8. You're not getting enough exercise

Following a ketogenic diet can lead to weight loss without exercise. However, incorporating exercise improves strength, muscle tone, and body composition while burning fat––the best way to trim carbs and lose weight at the same time.

It would be best if you aimed to train three to five times a week while on the keto diet, incorporating cardio and weight training into your well-rounded program. Also, opt for low-to-moderate-intensity workouts like pilates, taking a brisk long walk, jogging, cycling, circuit training, or swimming that keep your heart rate in the sweet spot of about 70% of your maximum heart rate to burn fat.

Moreover, several studies have found that being in ketosis may boost certain types of athletic performance. Exercise can also help you reach ketosis. You deplete your body's glycogen stores and transition the body to a ketotic state faster with high-intensity exercise.

9. You're overeating processed food

Although processed foods can be convenient and even taste good, they often contain a lot of preservatives and filler ingredients and lack the nutrient density of whole, slow-cooked foods.

In contrast, processed foods often lack fiber and nutrients that keep you full, which can lead to overeating later.

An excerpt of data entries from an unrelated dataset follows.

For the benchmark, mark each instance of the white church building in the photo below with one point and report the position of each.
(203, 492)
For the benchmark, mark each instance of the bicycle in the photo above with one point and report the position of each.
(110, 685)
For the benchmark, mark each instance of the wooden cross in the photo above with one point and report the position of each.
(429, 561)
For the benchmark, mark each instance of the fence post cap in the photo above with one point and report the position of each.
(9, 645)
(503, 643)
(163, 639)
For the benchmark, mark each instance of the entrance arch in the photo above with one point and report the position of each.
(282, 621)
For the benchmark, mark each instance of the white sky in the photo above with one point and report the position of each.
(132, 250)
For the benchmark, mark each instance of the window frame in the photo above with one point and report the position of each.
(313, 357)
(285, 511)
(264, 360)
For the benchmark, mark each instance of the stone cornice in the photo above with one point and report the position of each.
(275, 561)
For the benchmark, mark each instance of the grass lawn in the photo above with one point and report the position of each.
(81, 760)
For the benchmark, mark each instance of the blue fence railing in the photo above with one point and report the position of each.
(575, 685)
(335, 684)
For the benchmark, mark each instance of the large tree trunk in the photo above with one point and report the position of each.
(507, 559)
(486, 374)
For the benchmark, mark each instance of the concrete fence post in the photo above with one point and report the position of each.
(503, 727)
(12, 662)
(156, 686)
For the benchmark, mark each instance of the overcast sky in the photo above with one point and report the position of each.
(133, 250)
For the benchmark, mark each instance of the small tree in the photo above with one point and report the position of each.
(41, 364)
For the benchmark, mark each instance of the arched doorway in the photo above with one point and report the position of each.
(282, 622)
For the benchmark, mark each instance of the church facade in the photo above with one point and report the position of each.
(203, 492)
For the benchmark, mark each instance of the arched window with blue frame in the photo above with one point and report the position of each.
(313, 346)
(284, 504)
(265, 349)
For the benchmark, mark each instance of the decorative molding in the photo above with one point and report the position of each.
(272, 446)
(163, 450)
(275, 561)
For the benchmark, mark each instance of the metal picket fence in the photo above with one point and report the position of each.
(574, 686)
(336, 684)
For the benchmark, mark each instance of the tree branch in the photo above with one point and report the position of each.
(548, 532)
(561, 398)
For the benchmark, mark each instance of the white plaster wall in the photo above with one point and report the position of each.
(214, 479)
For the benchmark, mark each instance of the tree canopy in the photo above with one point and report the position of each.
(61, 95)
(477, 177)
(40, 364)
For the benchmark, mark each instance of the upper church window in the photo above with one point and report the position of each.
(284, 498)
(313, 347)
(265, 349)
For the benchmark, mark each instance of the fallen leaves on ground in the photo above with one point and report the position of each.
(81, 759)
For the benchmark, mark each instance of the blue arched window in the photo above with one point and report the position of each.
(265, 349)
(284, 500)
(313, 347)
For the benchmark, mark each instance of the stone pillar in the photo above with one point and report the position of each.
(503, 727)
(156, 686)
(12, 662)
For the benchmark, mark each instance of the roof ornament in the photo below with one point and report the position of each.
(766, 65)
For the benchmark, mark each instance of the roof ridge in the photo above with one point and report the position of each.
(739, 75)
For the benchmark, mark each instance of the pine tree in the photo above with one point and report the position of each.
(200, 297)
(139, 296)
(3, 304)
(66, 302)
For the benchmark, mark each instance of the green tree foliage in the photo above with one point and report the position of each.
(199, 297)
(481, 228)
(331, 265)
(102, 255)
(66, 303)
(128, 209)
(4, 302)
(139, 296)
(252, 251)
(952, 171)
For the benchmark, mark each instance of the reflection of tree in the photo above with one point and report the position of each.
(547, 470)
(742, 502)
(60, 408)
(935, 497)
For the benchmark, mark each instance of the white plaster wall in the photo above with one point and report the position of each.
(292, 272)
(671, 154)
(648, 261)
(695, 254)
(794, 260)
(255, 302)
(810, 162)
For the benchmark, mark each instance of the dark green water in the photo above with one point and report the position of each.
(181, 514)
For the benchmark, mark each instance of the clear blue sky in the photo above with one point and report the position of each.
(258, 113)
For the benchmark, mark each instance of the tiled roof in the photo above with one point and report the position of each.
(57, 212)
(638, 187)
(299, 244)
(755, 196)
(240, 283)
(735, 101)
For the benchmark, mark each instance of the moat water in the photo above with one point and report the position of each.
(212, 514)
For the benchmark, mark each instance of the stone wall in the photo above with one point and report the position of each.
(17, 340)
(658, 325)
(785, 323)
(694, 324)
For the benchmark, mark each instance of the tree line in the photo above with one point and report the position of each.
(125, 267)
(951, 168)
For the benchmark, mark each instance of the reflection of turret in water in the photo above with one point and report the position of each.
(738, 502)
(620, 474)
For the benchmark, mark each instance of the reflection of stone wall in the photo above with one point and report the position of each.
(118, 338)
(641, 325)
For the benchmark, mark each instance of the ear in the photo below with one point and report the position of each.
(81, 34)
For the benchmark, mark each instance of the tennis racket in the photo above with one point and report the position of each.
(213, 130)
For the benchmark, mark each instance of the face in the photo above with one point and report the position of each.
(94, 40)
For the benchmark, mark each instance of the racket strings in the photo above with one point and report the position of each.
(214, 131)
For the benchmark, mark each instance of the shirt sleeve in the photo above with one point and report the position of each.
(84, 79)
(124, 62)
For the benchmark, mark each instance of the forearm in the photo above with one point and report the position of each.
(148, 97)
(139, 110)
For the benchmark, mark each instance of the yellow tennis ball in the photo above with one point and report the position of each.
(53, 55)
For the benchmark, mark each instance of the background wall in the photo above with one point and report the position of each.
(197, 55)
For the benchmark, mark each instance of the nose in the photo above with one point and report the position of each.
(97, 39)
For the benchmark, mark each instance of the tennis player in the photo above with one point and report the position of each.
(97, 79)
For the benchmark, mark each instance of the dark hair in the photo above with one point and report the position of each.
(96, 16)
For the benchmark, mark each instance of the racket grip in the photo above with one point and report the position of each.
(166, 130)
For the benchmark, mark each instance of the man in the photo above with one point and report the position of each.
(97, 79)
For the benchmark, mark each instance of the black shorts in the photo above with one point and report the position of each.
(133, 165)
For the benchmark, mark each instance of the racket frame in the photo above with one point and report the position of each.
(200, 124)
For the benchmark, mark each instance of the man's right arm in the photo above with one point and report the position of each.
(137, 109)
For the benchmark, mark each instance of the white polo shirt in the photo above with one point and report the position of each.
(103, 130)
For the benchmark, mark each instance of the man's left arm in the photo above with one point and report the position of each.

So instead, try to eat more processed and fresh foods.

Low-nutrient processed foods increase the risk of health problems. These processed foods also slow weight loss in several ways. Moreover, low-nutrient diets may also prevent weight loss by making you feel peckish after eating.

10. Your goal with keto isn’t weight loss

Your choice and intention may not be to lose weight. For example, those with chronic diseases select the keto diet to mitigate symptoms. In contrast, others are athletes who follow the diet to build lean muscle and provide ample energy for high-intensity workouts.

It would be best to tailor your macros to meet your needs and support your goals. Keto diets that allow increased carbohydrate intake may benefit some athletes, while others prefer a high-protein approach to facilitate intense workouts and muscle repair. The choice is yours and mostly a matter of what works best for you.

11. You are losing inches instead of pounds.

Seeing the number on the scale decrease is a dopamine high that most correlates with weight-loss success. But sometimes you'll notice you're losing inches more than pounds––and that's OK.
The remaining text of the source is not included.